Rewilding restores natural processes, helping nature heal and sustain itself. As a progressive conservation approach, it is holistic, adaptive, and site-specific. Rewilding Sweden creates tailored strategies and works with local communities to drive effective recovery wherever we operate.
Revitalising natural processes by focusing on the gaps
In a fragmented landscape, like in the Nordic Taiga, rewilding of habitats is important to enable exiting keystone species to fulfil their ecological roles. Especially in the spaces between the sparse areas of suitable habitats remaining – in nature’s gaps. For instance, big herbivores are, in the majority of places, a principal force behind shaping vegetation, creating habitats for other species and sequestering carbon. If absent, rewilding entails their reintroduction. But in the Nordic Taiga, where many existing grazers suffer from densely planted production forests, thinning becomes essential to allow ground vegetation to flourish and, hence, allow grazers like reindeer to do their ecological work.
Ultimately, rewilding shall always start with identifying what pieces are missing or being suppressed in an ecosystem. The job then involves putting those pieces back in place to revitalize natural processes, followed by stepping back to let nature take the lead in its recovery.

Adding the missing pieces
Selecting the right rewilding approach

Habitat rewilding
This active rewilding approach improves ecosystem structure and function, enabling suppressed keystone species to thrive. It applies when natural processes are too degraded to recover alone or when self-recovery is too slow. Examples include dam removal, river restoration, reconnecting habitats, tree veteranisation, and rewetting forests and wetlands.

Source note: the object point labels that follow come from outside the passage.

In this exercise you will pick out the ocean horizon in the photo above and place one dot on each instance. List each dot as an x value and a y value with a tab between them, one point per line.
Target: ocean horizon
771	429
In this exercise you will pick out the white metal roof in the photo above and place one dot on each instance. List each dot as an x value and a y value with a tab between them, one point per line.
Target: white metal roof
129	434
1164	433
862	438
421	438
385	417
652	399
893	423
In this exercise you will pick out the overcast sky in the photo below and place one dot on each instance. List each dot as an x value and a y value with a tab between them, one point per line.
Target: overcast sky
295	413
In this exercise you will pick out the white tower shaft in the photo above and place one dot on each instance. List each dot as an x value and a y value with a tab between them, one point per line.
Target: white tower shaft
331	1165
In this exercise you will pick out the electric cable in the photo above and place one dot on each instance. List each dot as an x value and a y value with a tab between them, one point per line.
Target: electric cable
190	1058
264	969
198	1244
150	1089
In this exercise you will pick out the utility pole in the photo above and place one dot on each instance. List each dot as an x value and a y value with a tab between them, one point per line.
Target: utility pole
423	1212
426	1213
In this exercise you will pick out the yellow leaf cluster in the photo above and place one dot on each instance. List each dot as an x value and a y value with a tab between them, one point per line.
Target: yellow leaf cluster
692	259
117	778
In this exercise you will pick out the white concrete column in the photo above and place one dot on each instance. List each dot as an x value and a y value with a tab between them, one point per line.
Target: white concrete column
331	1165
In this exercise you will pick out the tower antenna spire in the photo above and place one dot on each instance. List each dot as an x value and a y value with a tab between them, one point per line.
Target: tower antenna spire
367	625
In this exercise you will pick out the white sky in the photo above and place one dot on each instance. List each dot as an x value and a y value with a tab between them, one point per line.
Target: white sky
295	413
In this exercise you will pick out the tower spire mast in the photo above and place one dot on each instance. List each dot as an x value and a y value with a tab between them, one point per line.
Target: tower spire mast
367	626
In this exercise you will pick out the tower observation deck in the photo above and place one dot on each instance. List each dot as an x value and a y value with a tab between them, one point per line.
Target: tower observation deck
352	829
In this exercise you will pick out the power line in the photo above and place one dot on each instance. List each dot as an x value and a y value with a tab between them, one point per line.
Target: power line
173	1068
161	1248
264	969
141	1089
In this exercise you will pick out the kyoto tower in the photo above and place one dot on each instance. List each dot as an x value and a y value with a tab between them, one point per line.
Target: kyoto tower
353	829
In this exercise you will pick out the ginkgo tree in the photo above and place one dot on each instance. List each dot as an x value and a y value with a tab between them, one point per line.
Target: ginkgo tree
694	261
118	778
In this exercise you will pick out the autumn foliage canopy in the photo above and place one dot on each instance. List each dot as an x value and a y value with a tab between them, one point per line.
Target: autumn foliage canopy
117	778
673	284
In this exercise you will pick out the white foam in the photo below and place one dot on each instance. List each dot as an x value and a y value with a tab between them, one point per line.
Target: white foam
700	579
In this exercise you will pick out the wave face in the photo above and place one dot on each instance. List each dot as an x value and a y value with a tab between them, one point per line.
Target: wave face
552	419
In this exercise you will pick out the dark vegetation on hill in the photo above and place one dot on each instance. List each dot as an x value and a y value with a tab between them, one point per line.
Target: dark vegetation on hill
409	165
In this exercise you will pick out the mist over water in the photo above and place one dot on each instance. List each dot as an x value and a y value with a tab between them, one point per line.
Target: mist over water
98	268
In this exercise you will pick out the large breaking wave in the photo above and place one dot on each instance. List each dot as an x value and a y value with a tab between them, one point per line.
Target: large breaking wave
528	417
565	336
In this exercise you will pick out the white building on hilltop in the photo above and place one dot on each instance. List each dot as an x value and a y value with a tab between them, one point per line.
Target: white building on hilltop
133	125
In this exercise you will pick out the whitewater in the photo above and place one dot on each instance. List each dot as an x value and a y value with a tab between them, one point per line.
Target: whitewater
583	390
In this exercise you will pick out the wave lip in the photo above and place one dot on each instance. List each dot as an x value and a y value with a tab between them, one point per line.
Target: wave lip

Keystone species reintroduction
This active rewilding approach focuses on the reintroduction or population reinforcement of ecologically important wildlife species that are missing or critically low in number. For this approach to succeed, the species must be given sufficient space and access to high-quality habitat. If such habitat is lacking, targeted habitat rewilding should be the first step.

Passive rewilding
This approach is used when key ecological elements are already in place and the ecosystem is relatively intact. If human disturbance ceases, natural species can often recolonise spontaneously. Given enough space, time, and minimal interference, natural processes have the potential to restore the ecosystem’s complexity, resilience, and biodiversity on their own.